Frankfurt Bitwala ist so etwas wie das Vorzeigeinstitut unter den deutschen Krypto-Start-ups. Die Berliner Smartphonebank wächst kräftig und bietet einen leichten Einstieg in die Welt von Bitcoin und Co. Künftig sollen auch ganz normale Sparer von dem virtuellen Anlageuniversum profitieren.
„Wir wollen mindestens so groß werden wie N26“, sagt Bitwala-Chef Ben Jones im Gespräch mit dem Handelsblatt. Und das Wachstum sei für die Neobank dann noch nicht beendet. „Ich bin fest davon überzeugt, dass Bitwala zu einer weltweiten Größe aufsteigen kann.“
Unter „Neobanken“ verstehen Finanzfachleute die jüngste Form der Direktbanken, die ihr Angebot ganz auf die Verwaltung per Smartphone ausgelegt haben. Der Berliner Platzhirsch N26 hat heute fünf Millionen Kunden.
Bis zu dieser Zahl ist es für Bitwala noch ein weiter Weg: 138.000 registrierte Nutzer hat das Institut inzwischen. Dafür wächst es schnell: Im Mai dieses Jahres waren es noch rund 80.000 Nutzer. Und Jones glaubt, dass die Zahl bald noch schneller steigt – dank neuer Produkte.
Andere hätten besonders schöne Apps und schnelle Anmeldeprozesse, heißt es bei Bitwala mit einem Seitenhieb auf N26 und andere Smartphonebanken. Entscheidend sei jedoch, was unter der Oberfläche werkelt.
Gemeint ist damit der Siegeszug virtueller Währungen wie Bitcoin, die unabhängig vom klassischen Finanzsystem entstehen. „Es gibt bereits ein alternatives Finanzsystem, aber es wird nur von wenigen Menschen genutzt und ist wenig reguliert“, sagt Jones. „Wir wollen diese Revolution demokratisieren.“
Was ambitioniert klingt, müssen die Berliner erst noch mit Leben füllen. Bereits seit 2018 bietet Bitwala ein reguläres Girokonto mit Krypto-Tauschmöglichkeit an.

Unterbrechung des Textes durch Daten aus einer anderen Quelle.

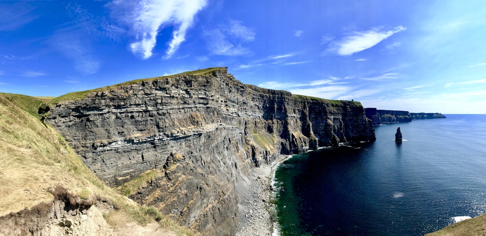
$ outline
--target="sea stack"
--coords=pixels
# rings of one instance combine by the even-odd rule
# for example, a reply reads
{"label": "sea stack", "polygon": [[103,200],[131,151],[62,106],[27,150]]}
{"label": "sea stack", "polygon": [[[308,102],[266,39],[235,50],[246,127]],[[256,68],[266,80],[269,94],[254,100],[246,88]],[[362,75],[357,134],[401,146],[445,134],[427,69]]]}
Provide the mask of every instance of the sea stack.
{"label": "sea stack", "polygon": [[397,133],[395,134],[395,142],[401,142],[401,132],[400,131],[399,127],[397,128]]}

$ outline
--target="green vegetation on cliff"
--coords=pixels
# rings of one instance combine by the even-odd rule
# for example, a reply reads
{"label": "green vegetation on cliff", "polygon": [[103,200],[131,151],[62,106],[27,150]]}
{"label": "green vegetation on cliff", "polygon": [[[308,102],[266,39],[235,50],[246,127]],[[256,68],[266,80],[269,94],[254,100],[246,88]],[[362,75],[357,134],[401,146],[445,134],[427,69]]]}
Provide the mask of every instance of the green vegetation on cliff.
{"label": "green vegetation on cliff", "polygon": [[37,110],[42,103],[0,94],[0,217],[52,203],[51,193],[61,187],[75,198],[111,202],[123,217],[142,225],[156,220],[179,235],[196,234],[105,185],[56,131],[40,121]]}
{"label": "green vegetation on cliff", "polygon": [[475,236],[486,235],[486,214],[460,221],[426,236]]}
{"label": "green vegetation on cliff", "polygon": [[86,97],[86,96],[87,95],[87,94],[93,92],[109,91],[112,89],[116,89],[118,88],[120,88],[121,86],[135,84],[139,83],[140,83],[144,81],[155,80],[157,79],[160,79],[163,78],[171,78],[176,76],[183,75],[188,75],[191,76],[207,76],[211,75],[211,73],[212,73],[214,71],[222,69],[226,69],[226,68],[225,67],[211,67],[211,68],[208,68],[207,69],[194,70],[192,71],[188,71],[187,72],[184,72],[180,74],[177,74],[176,75],[173,75],[170,76],[163,76],[158,77],[153,77],[150,78],[135,79],[133,80],[130,80],[121,83],[114,84],[113,85],[104,87],[102,88],[91,89],[90,90],[69,93],[69,94],[66,94],[64,95],[62,95],[61,96],[56,97],[55,98],[51,100],[51,101],[49,101],[49,103],[51,104],[56,104],[63,101],[66,101],[66,100],[78,101],[80,100],[82,100],[85,97]]}

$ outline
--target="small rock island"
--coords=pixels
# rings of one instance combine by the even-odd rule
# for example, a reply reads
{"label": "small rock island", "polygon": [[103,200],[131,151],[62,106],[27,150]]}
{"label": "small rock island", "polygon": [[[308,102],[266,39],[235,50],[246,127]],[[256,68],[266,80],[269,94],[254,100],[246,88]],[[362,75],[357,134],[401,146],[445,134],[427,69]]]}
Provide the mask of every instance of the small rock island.
{"label": "small rock island", "polygon": [[397,128],[397,133],[395,134],[395,142],[401,142],[401,131],[400,131],[400,127]]}

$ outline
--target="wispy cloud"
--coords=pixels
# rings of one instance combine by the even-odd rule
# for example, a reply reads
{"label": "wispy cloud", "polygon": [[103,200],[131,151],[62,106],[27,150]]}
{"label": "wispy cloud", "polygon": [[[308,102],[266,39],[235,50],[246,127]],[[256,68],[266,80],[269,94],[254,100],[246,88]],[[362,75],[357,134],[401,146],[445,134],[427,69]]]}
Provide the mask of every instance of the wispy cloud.
{"label": "wispy cloud", "polygon": [[307,86],[308,84],[295,83],[291,82],[282,83],[276,81],[269,81],[258,84],[259,87],[269,89],[282,89],[288,88],[295,88]]}
{"label": "wispy cloud", "polygon": [[364,80],[382,81],[390,79],[398,79],[399,78],[399,75],[400,75],[399,74],[396,73],[389,73],[373,77],[366,77],[366,78],[360,77],[359,79]]}
{"label": "wispy cloud", "polygon": [[329,35],[321,36],[321,44],[326,44],[331,41],[333,39],[334,39],[334,38]]}
{"label": "wispy cloud", "polygon": [[[285,62],[287,58],[295,56],[296,54],[295,53],[288,53],[286,54],[277,55],[275,56],[269,56],[262,59],[253,61],[249,64],[242,64],[240,65],[239,68],[240,69],[245,69],[257,66],[261,66],[269,64],[279,64]],[[269,61],[274,61],[268,62]]]}
{"label": "wispy cloud", "polygon": [[345,86],[330,86],[306,89],[293,89],[289,91],[294,94],[305,95],[327,99],[335,99],[349,93],[352,89]]}
{"label": "wispy cloud", "polygon": [[116,17],[131,25],[136,40],[130,44],[130,49],[144,59],[152,56],[160,31],[174,27],[172,39],[164,57],[167,59],[186,40],[186,32],[192,25],[194,16],[206,5],[206,0],[139,0],[135,3],[115,0],[109,7],[114,15],[122,15]]}
{"label": "wispy cloud", "polygon": [[351,91],[345,95],[336,98],[337,100],[351,100],[379,94],[382,91],[381,89],[370,89],[356,90]]}
{"label": "wispy cloud", "polygon": [[449,88],[454,85],[464,85],[467,84],[473,84],[478,83],[486,83],[486,79],[477,79],[475,80],[466,81],[464,82],[456,82],[452,83],[448,83],[444,86],[445,88]]}
{"label": "wispy cloud", "polygon": [[392,43],[391,44],[389,44],[389,45],[385,46],[385,47],[386,47],[387,48],[391,50],[391,49],[392,49],[393,48],[395,48],[395,47],[400,47],[401,46],[401,42],[394,42],[393,43]]}
{"label": "wispy cloud", "polygon": [[76,3],[68,3],[66,12],[71,20],[65,23],[65,25],[75,26],[87,32],[115,41],[120,40],[121,35],[126,33],[123,28],[113,24],[104,17],[93,15]]}
{"label": "wispy cloud", "polygon": [[255,40],[255,31],[243,25],[241,21],[231,20],[229,25],[205,31],[204,35],[208,49],[213,54],[241,56],[252,53],[243,44]]}
{"label": "wispy cloud", "polygon": [[57,31],[48,43],[65,57],[72,60],[76,70],[90,75],[98,72],[101,63],[84,38],[79,30],[65,28]]}
{"label": "wispy cloud", "polygon": [[46,75],[46,73],[41,71],[36,71],[34,70],[27,70],[25,71],[20,74],[20,76],[22,77],[29,77],[29,78],[34,78],[34,77],[39,77],[40,76],[44,76]]}
{"label": "wispy cloud", "polygon": [[406,29],[403,26],[399,26],[388,31],[382,31],[379,28],[365,31],[354,31],[351,35],[337,40],[330,50],[340,56],[349,56],[372,47],[393,34]]}
{"label": "wispy cloud", "polygon": [[284,54],[284,55],[277,55],[277,56],[269,56],[269,57],[267,57],[267,58],[266,58],[265,59],[263,59],[263,60],[260,60],[260,62],[263,62],[264,61],[267,61],[267,60],[269,60],[281,59],[282,58],[288,58],[288,57],[293,57],[293,56],[294,56],[295,55],[295,54]]}
{"label": "wispy cloud", "polygon": [[429,87],[429,86],[426,85],[425,84],[423,84],[421,85],[416,85],[415,86],[407,87],[407,88],[404,88],[403,90],[415,90],[416,89],[422,89],[423,88],[425,88],[426,87]]}
{"label": "wispy cloud", "polygon": [[296,64],[303,64],[304,63],[309,63],[309,62],[311,62],[311,61],[304,61],[303,62],[292,62],[292,63],[284,63],[283,64],[286,65],[296,65]]}
{"label": "wispy cloud", "polygon": [[481,65],[486,65],[486,63],[478,63],[477,64],[474,64],[473,65],[471,65],[468,66],[469,68],[472,68],[476,66],[481,66]]}
{"label": "wispy cloud", "polygon": [[77,84],[77,83],[79,83],[79,80],[74,80],[74,79],[68,79],[67,80],[64,80],[64,82],[66,82],[66,83],[72,83],[72,84]]}
{"label": "wispy cloud", "polygon": [[306,86],[316,86],[324,85],[337,85],[348,83],[347,82],[337,82],[339,78],[330,77],[330,79],[318,79],[309,83],[279,82],[276,81],[264,82],[258,84],[259,87],[270,89],[282,89]]}
{"label": "wispy cloud", "polygon": [[0,5],[0,31],[17,30],[36,19],[37,16],[33,13],[35,9],[23,2]]}

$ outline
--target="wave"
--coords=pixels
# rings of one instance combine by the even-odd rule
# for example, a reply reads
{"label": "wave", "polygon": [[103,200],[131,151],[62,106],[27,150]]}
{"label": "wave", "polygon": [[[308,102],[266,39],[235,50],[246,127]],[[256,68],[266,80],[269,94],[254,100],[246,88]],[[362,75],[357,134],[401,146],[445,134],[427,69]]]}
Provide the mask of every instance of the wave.
{"label": "wave", "polygon": [[403,196],[403,193],[401,192],[395,192],[393,193],[393,198],[399,198]]}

Innerhalb einer Stunde können Kunden dort Euro in Bitcoin wechseln, und das vergleichsweise günstig. Mithilfe des virtuellen Anlageuniversums soll nun noch mehr drin sein.
2,0 Prozent Zinsen und mehr
Spätestens Anfang 2021 soll es so weit sein: Bitwala will Euro-Konten mit einem Ertrag von 2,0 Prozent und mehr anbieten, ohne dass die Kunden selbst Kryptowährungen tauschen müssen.
Angesichts der grassierenden Null- und Negativzinsen wäre das für viele Sparer ein verlockendes Angebot. „Wir arbeiten unter Hochdruck an diesem Produkt“, sagt Jones. „Es stellt die Quintessenz der Bitwala-Idee dar.“
Möglich machen soll die hohen Renditen die Nutzung von sogenannten „DeFi“-Anwendungen. „DeFi“ steht für „Decentralized Finance“, die neueste Ausprägung des Kryptouniversums. Gemeint ist damit ein auf der dezentralen Datenbanktechnologie Blockchain aufbauendes Finanzökosystem.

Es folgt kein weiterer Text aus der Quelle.